2. Adapt, Improvise, Overcome
Marines know intimately how to make do with what they have. And DeMaio advises would-be entrepreneurs to capitalize on their military training and "bootstrap" their way to success.
"I market my product in places the big companies do not," he said. "I don't have the resources that a big company has, so I go to CrossFit gyms and the like because I'm much stronger in that space than bigger companies." DeMaio recommends using your battle training and mission operation strategies to take on the enemy where they are weak.
3. Be Humble
"It's really tough when you don't know what you're doing," DeMaio said. "Be prepared to eat hefty servings of humble pie every day."

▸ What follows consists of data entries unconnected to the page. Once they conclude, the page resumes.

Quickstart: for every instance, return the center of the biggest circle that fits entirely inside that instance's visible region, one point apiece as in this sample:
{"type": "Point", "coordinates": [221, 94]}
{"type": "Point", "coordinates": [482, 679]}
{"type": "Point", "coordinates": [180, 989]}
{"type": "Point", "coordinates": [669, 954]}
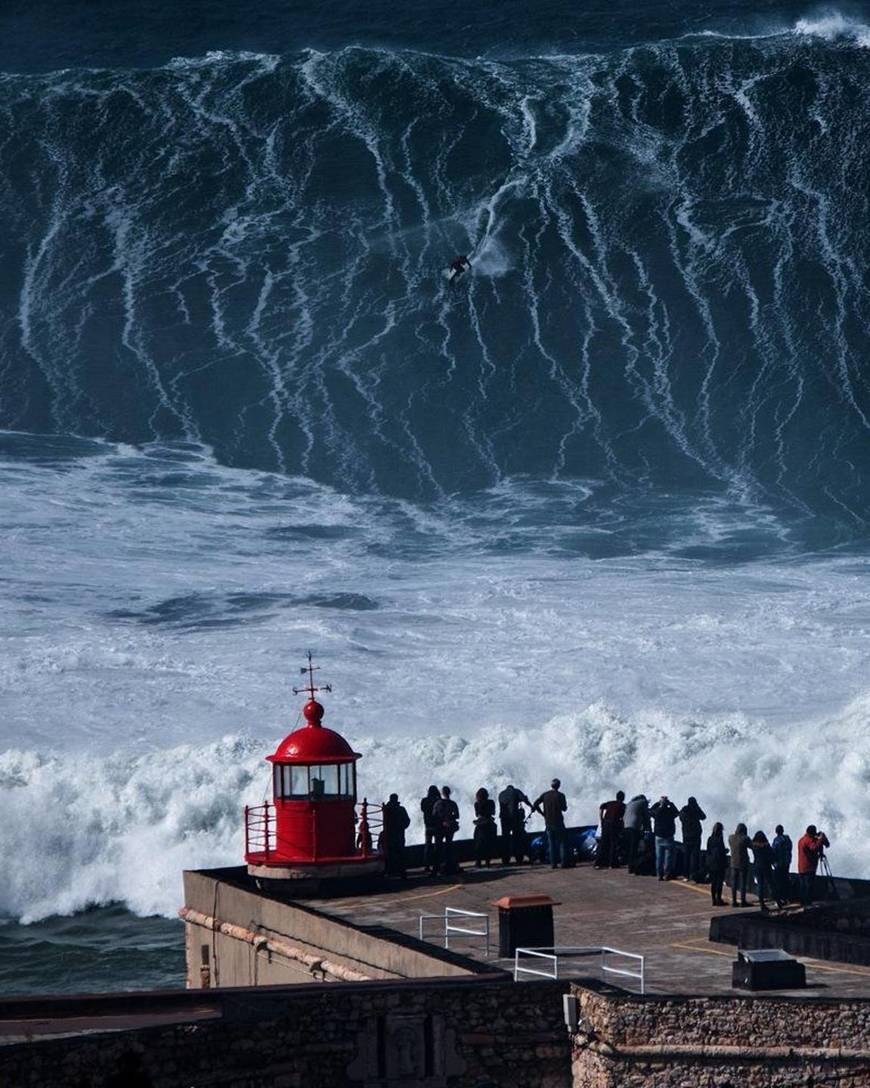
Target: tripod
{"type": "Point", "coordinates": [828, 875]}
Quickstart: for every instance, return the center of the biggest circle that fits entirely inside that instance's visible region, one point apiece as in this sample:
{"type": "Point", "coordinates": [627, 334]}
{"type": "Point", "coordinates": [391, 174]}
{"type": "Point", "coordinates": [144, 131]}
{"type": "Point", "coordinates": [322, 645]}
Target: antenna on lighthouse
{"type": "Point", "coordinates": [311, 669]}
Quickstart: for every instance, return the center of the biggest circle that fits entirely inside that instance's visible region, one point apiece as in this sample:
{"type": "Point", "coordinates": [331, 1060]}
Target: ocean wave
{"type": "Point", "coordinates": [246, 251]}
{"type": "Point", "coordinates": [83, 830]}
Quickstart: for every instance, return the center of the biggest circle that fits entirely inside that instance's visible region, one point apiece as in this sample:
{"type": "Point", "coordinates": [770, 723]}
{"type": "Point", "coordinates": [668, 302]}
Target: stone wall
{"type": "Point", "coordinates": [624, 1041]}
{"type": "Point", "coordinates": [479, 1033]}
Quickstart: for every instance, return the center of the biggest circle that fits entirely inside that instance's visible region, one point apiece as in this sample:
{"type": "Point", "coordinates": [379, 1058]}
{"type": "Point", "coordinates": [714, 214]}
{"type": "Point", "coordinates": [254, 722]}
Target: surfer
{"type": "Point", "coordinates": [458, 268]}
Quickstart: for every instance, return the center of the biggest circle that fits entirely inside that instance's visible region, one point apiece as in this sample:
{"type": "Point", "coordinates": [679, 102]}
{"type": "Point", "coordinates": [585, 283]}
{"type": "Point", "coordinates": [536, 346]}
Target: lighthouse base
{"type": "Point", "coordinates": [346, 868]}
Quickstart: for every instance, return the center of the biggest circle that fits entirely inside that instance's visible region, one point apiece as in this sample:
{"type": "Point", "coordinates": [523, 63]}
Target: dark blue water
{"type": "Point", "coordinates": [624, 461]}
{"type": "Point", "coordinates": [246, 248]}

He said he made more than his share of rookie mistakes, but he always did after-mission assessments and learned fast from his mistakes.
4. Find Your Identity Again
Veterans need to remember that they are not the sum of their military occupational specialty. DeMaio suggests vets embrace the values they learned when they served and carry that forward.
"Values like work ethic, tenacity, grit," he said. "These values will serve them well in the business world."
DeMaio suggests vets find what they enjoy and see if there is a career field where they can exercise their passion.
5. Be Your Own Drill Instructor
When DeMaio left the Marine Corps, he said it took time to shake the habit of waiting to be told to do something. His advice to vets? Stop waiting for someone to tell you what to do. Kick yourself in the ass and be your own drill instructor.
He suggests finding like-minded veteran communities and get involved. Organizations such as Team Red White and Blue, Team Rubicon and Bunker Labs are good places to start.
"[As an entrepreneur], I have never been so focused. I wake up with a purpose, just like when I was in the Marines," DeMaio said. "You're going to be lonely on the journey, and it's a challenge. And like the Marines, [it] will be the most rewarding. It's the same in business, and you'll be proud of what you did."